Rex has accused Qantas of “hoarding” the most lucrative take-off time slots at airports, leaving smaller carriers with the “crumbs” of less popular times.
The airline’s deputy chairman, John Sharp, told The Guardian it was “as plain as the nose on your face” that the Flying Kangaroo was “cancelling sufficient flights to remain within the 80-20 rule”.
It comes after the ACCC on Monday argued that larger airlines “can exploit” the rules to stifle competition from smaller carriers, while Sydney Airport agreed the nationwide system doesn’t work. Qantas has strongly denied any wrongdoing.
Currently, an airline can hold a timeslot at an airport indefinitely as long as it flies it 80 per cent of the time – allowing carriers to cancel up to a fifth of flights and maintain a monopoly on the most in-demand times.
It’s led to accusations from critics that airlines take slots they don’t actually need because there is a huge buffer to cancel so many of them, forever blocking out rivals.
“We certainly have struggled to get slots at Sydney Airport in order to enable us to compete on the major routes, and as a consequence, we don’t get the best slots. We have to use the crumbs that are left on the table,” said Sharp.
“It does require immediate attention because it’s holding back competition in the airline market space, resulting in air fares being higher than they ought to be and services not as good as they should be.”
Sharp himself introduced the rule as a minister in the Howard government but has since repeatedly spoken of his great regret in doing so.
“We shouldn’t have been so generous with the 80–20 split. It should have been 90–10. Or we should have put an audit process in place to make sure airlines were only cancelling flights within a slot for legitimate reasons or reasons related to something beyond their control. So that’s a mistake we made at that time,” he told Australian Aviation last year.
Rex is not the only airline to be demanding action on the slot system, with Bonza CEO Tim Jordan telling the Australian Aviation Podcast this week that you “have to question why” the cancellation rate at Sydney is three or four times higher than in the rest of the country, and that the system is an impediment to competitive growth in the domestic market.
“We’ve just gone through, in mid to late 2022, the worst on-time performance in the history of Australian aviation,” Jordan said.
“Based on the existing rules, no carrier has been forced to my knowledge, to have given up any slots at Sydney, which probably tells you the current system doesn’t work as envisaged.”
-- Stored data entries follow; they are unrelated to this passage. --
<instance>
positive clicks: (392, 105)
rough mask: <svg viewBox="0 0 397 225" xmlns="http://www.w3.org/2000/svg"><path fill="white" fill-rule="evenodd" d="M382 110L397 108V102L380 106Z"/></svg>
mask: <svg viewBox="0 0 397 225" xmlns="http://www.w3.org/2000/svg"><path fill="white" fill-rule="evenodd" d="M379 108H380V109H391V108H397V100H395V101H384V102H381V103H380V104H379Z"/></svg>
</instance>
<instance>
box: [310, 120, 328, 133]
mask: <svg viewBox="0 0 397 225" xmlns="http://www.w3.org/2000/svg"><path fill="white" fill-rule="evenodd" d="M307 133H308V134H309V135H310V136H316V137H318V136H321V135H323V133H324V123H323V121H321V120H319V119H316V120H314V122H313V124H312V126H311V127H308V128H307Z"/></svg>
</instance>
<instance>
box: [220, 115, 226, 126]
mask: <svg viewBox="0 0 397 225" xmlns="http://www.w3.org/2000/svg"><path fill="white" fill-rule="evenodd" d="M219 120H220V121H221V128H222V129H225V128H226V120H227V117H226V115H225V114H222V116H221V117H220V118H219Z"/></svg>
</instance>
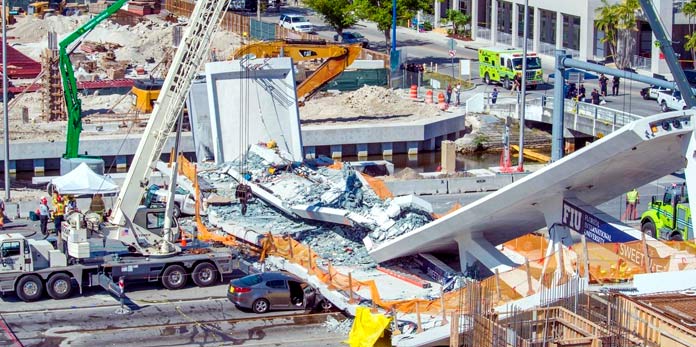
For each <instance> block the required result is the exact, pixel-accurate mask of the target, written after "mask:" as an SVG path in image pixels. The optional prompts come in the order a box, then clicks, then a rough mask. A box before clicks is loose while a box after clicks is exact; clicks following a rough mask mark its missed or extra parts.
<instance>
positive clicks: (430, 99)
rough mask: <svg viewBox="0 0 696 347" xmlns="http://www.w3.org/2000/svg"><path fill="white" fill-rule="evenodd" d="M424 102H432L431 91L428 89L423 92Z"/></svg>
mask: <svg viewBox="0 0 696 347" xmlns="http://www.w3.org/2000/svg"><path fill="white" fill-rule="evenodd" d="M425 103H426V104H432V103H433V91H432V90H428V91H427V92H425Z"/></svg>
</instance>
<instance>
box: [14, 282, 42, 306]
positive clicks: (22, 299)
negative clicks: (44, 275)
mask: <svg viewBox="0 0 696 347" xmlns="http://www.w3.org/2000/svg"><path fill="white" fill-rule="evenodd" d="M15 290H16V293H17V296H18V297H19V298H20V299H22V301H24V302H30V301H36V300H39V299H40V298H41V296H42V295H43V283H41V279H40V278H39V276H36V275H27V276H24V277H22V278H20V279H19V281H18V282H17V288H15Z"/></svg>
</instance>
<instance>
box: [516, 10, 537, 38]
mask: <svg viewBox="0 0 696 347" xmlns="http://www.w3.org/2000/svg"><path fill="white" fill-rule="evenodd" d="M517 9H518V11H517V12H518V15H517V36H519V37H520V38H522V37H524V23H527V38H528V39H530V40H531V39H532V37H534V7H532V6H529V8H528V9H527V12H528V13H527V14H528V15H529V16H528V17H527V19H526V20H525V18H524V5H520V4H517Z"/></svg>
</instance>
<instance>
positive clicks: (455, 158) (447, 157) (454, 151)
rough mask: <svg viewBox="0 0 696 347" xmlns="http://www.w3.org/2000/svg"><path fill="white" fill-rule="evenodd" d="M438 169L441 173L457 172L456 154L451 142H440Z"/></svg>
mask: <svg viewBox="0 0 696 347" xmlns="http://www.w3.org/2000/svg"><path fill="white" fill-rule="evenodd" d="M440 148H441V159H440V167H441V168H442V170H441V172H442V173H454V172H455V171H457V160H456V159H457V152H456V146H455V144H454V142H453V141H442V144H441V145H440Z"/></svg>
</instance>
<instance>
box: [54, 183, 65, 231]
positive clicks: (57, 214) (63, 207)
mask: <svg viewBox="0 0 696 347" xmlns="http://www.w3.org/2000/svg"><path fill="white" fill-rule="evenodd" d="M52 202H53V225H54V226H55V228H56V235H60V231H61V224H62V223H63V218H64V215H65V201H64V199H63V197H62V196H60V194H58V192H53V201H52Z"/></svg>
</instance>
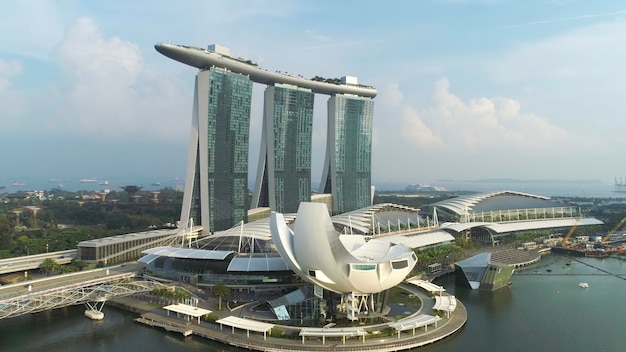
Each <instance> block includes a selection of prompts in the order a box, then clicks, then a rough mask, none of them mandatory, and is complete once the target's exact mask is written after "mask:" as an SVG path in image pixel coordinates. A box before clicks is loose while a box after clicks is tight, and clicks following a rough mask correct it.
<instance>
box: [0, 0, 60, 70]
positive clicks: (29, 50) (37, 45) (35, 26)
mask: <svg viewBox="0 0 626 352" xmlns="http://www.w3.org/2000/svg"><path fill="white" fill-rule="evenodd" d="M60 6H65V5H59V4H58V3H57V2H54V1H50V0H38V1H3V2H2V11H0V33H3V34H4V35H2V36H0V51H4V52H9V53H13V54H18V55H24V56H27V57H32V58H36V59H39V60H43V61H47V60H49V59H50V57H49V56H48V54H49V53H50V50H51V49H52V47H53V46H54V43H56V42H58V41H59V39H60V38H61V37H62V33H63V24H62V23H63V22H62V17H63V12H64V11H65V12H71V10H69V9H67V6H66V8H65V9H64V10H60V9H59V7H60Z"/></svg>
The ACCC warned this week that Sydney slots are open to hoarding by larger airlines – a stance backed by the airport itself, which doesn’t make the rules.
“Rules allowing airlines to retain slots in perpetuity exacerbates capacity constraints by limiting the opportunities for new or expanding airlines to acquire slots needed to launch new services and compete,” the competition watchdog said.
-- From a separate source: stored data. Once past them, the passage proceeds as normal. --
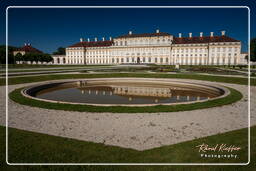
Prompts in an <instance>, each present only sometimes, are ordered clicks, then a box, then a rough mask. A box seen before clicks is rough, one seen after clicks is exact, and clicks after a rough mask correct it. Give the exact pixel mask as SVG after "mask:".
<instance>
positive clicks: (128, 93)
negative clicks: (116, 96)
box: [111, 86, 172, 97]
mask: <svg viewBox="0 0 256 171" xmlns="http://www.w3.org/2000/svg"><path fill="white" fill-rule="evenodd" d="M111 87H112V88H113V93H114V94H117V95H127V96H149V97H171V96H172V93H171V90H170V88H154V87H138V86H137V87H135V86H129V87H128V86H111Z"/></svg>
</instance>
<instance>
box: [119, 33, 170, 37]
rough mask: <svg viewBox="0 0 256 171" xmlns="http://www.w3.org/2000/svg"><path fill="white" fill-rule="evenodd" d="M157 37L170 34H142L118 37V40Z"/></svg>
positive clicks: (163, 33) (133, 34) (137, 34)
mask: <svg viewBox="0 0 256 171" xmlns="http://www.w3.org/2000/svg"><path fill="white" fill-rule="evenodd" d="M157 36H170V34H169V33H165V32H159V33H142V34H134V33H132V34H125V35H121V36H118V37H117V38H134V37H157Z"/></svg>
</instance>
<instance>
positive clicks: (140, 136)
mask: <svg viewBox="0 0 256 171" xmlns="http://www.w3.org/2000/svg"><path fill="white" fill-rule="evenodd" d="M193 81H195V80H193ZM196 82H205V81H196ZM32 84H33V83H29V84H19V85H12V86H9V91H12V90H14V89H15V88H19V87H23V86H28V85H32ZM34 84H35V83H34ZM36 84H37V83H36ZM219 85H224V86H229V87H232V88H235V89H237V90H239V91H240V92H242V93H243V95H244V98H243V99H242V100H240V101H239V102H237V103H234V104H231V105H226V106H223V107H214V108H210V109H201V110H194V111H186V112H171V113H154V114H147V113H144V114H139V113H138V114H112V113H89V112H70V111H60V110H48V109H41V108H35V107H29V106H23V105H20V104H17V103H15V102H13V101H11V100H9V126H10V127H14V128H18V129H23V130H30V131H33V132H40V133H46V134H50V135H56V136H62V137H69V138H74V139H79V140H85V141H93V142H99V143H104V144H107V145H115V146H121V147H126V148H133V149H137V150H145V149H151V148H155V147H160V146H162V145H170V144H176V143H179V142H183V141H187V140H193V139H195V138H199V137H205V136H209V135H214V134H218V133H223V132H228V131H231V130H236V129H241V128H245V127H247V126H248V92H247V91H248V88H247V86H244V85H235V84H226V83H225V84H224V83H219ZM0 90H1V91H0V98H1V99H5V87H4V86H1V87H0ZM255 92H256V87H255V86H254V87H251V94H252V93H255ZM255 104H256V98H253V99H251V115H252V116H251V125H256V116H255V113H256V112H255V111H256V105H255ZM0 107H1V109H0V113H1V114H0V124H1V125H4V124H5V104H4V101H3V100H1V102H0ZM245 136H246V135H245Z"/></svg>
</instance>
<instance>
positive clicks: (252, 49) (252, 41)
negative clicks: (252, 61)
mask: <svg viewBox="0 0 256 171" xmlns="http://www.w3.org/2000/svg"><path fill="white" fill-rule="evenodd" d="M250 60H251V61H253V62H255V61H256V38H253V39H252V40H251V43H250Z"/></svg>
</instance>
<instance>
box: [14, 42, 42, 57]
mask: <svg viewBox="0 0 256 171" xmlns="http://www.w3.org/2000/svg"><path fill="white" fill-rule="evenodd" d="M18 53H20V54H21V55H25V54H26V53H43V52H42V51H40V50H38V49H36V48H34V47H32V45H31V44H30V43H28V44H27V43H25V45H24V46H23V47H21V48H18V49H17V50H16V51H13V55H14V56H15V55H16V54H18Z"/></svg>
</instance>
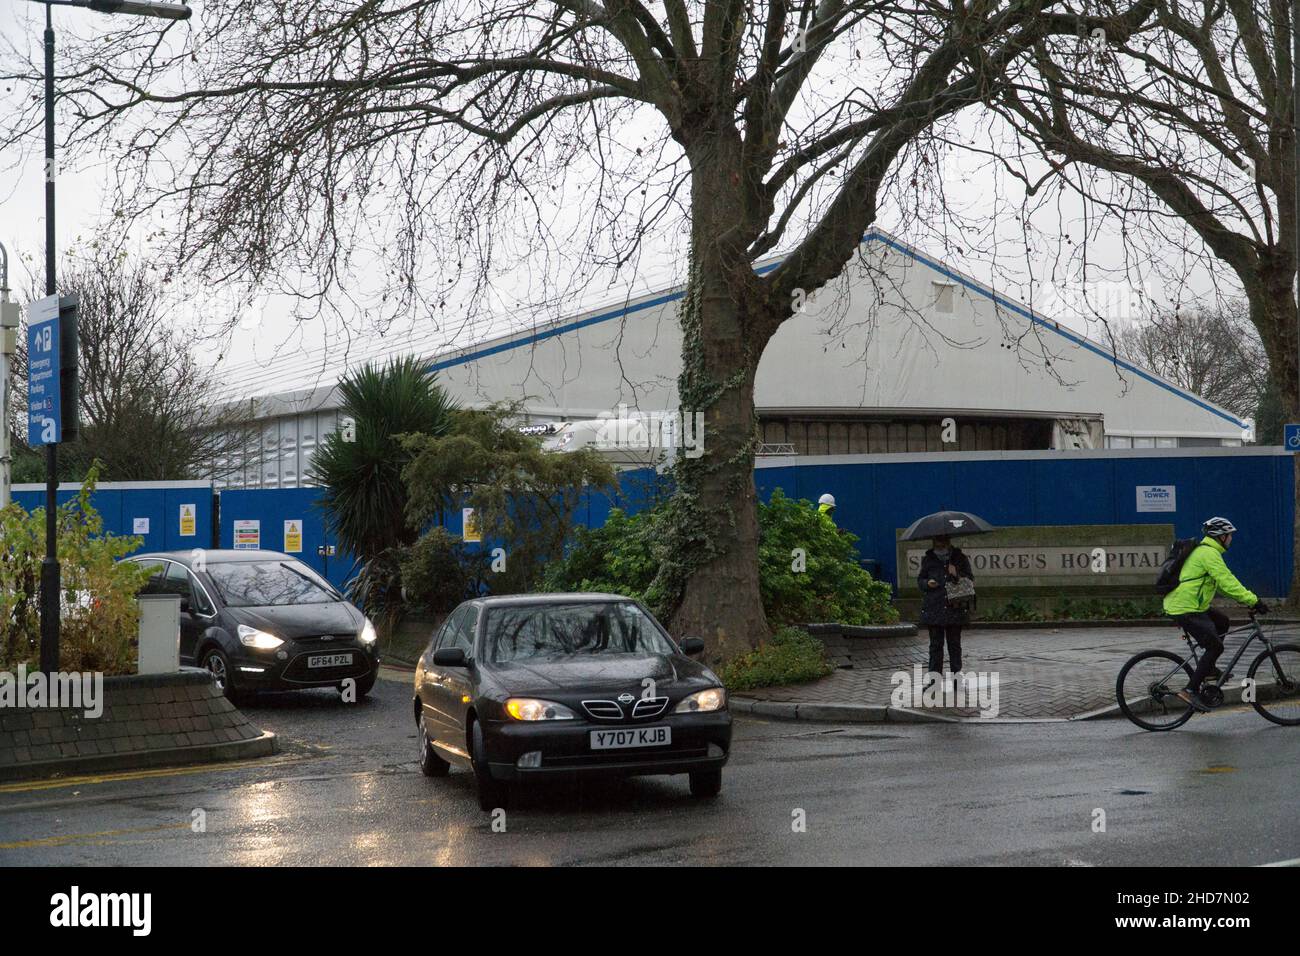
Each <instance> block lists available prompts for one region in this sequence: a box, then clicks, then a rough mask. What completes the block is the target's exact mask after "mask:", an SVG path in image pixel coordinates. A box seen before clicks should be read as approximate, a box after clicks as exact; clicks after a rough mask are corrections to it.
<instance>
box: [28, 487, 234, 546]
mask: <svg viewBox="0 0 1300 956" xmlns="http://www.w3.org/2000/svg"><path fill="white" fill-rule="evenodd" d="M12 490H13V499H14V501H16V502H17V503H18V505H21V506H22V507H23V509H25V510H27V511H34V510H35V509H38V507H40V509H43V507H44V506H45V486H44V485H30V484H21V485H14V486H13V489H12ZM79 493H81V485H79V484H60V485H59V493H57V501H59V503H60V505H64V503H65V502H68V501H72V499H73V498H75V497H77V496H78V494H79ZM90 503H91V506H92V507H94V509H95V510H96V511H98V512H99V515H100V518H103V520H104V531H105V532H107V533H109V535H139V536H140V537H142V538H144V544H143V546H142V548H140V550H144V551H178V550H188V549H192V548H212V545H213V540H214V533H213V532H214V525H213V497H212V483H211V481H101V483H100V484H99V485H98V486H96V488H95V492H94V493H92V494H91V498H90Z"/></svg>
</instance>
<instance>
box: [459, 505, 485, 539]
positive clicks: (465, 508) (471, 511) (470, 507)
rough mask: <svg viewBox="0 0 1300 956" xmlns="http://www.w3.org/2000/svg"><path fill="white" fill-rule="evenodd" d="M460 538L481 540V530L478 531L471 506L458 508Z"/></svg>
mask: <svg viewBox="0 0 1300 956" xmlns="http://www.w3.org/2000/svg"><path fill="white" fill-rule="evenodd" d="M460 540H461V541H482V540H484V537H482V532H480V531H478V518H477V516H476V515H474V510H473V509H472V507H464V509H460Z"/></svg>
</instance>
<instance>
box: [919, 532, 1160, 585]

In a 2020 submission to the Sydney Airport Demand Management (SADM) Discussion Paper, Qantas said it was using its slots in accordance with the 80-20 rule and “strongly denied suggestions of impropriety”.
“Where cancellations occur, they are primarily due to factors outside the airline’s control. These include weather events such as fog, storms and wind (at Sydney Airport, as well as other airports, e.g. Brisbane and Melbourne, which has a flow on effect to Sydney Airport) and operational cancellations, such as unscheduled engineering events resulting in Aircraft on Ground (AOG),” the airline wrote.